Currently, most video summarization methods are divided into two stages, the first stage is to predict the importance scores of all video frames, and the second stage is to select the key shots of the video by using the results of the first stage, so as to obtain the final summarization result. The first stage is a key stage of a video summarization method, most of research of the current methods aims at predicting the importance scores of video frames, and many methods have good performance.
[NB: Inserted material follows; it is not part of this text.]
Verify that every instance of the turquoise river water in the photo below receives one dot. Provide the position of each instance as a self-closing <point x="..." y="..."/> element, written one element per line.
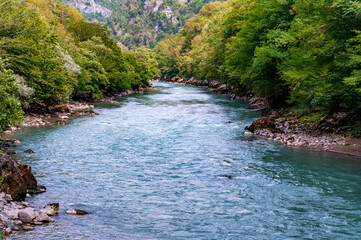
<point x="151" y="168"/>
For example, in the document "Ke Zhang, Wei-Lun Chao, FeiSha, et al, video summary with Long Short-Term Memory [ C ]// european conference on Computer vision. springer, Cham, 2016", two LSTM networks are used, one from front to back and one from back to front to extract the sequence information of the video frame and predict the video frame importance score, the network structure is simple, the key sequence information can be extracted, but the recurrent neural network is difficult to capture the Long-Term dependency, and the early sequence dependency is easy to lose when processing Long video information; in the document "Ji, Zhong, Xiong, kalin, Pang, Yanwei, et.

Disclosure of Invention

In order to overcome the defects of the prior art, the invention provides a video summarization method based on a converter. And optimizing an information flow route from the features to the decoder by using a converter based on an attention mechanism, weighting the importance scores output by the decoder and the original features, predicting the importance scores of the next frame, enhancing the relation between model input and output, realizing the complete parallelization of training, and better capturing global dependency information.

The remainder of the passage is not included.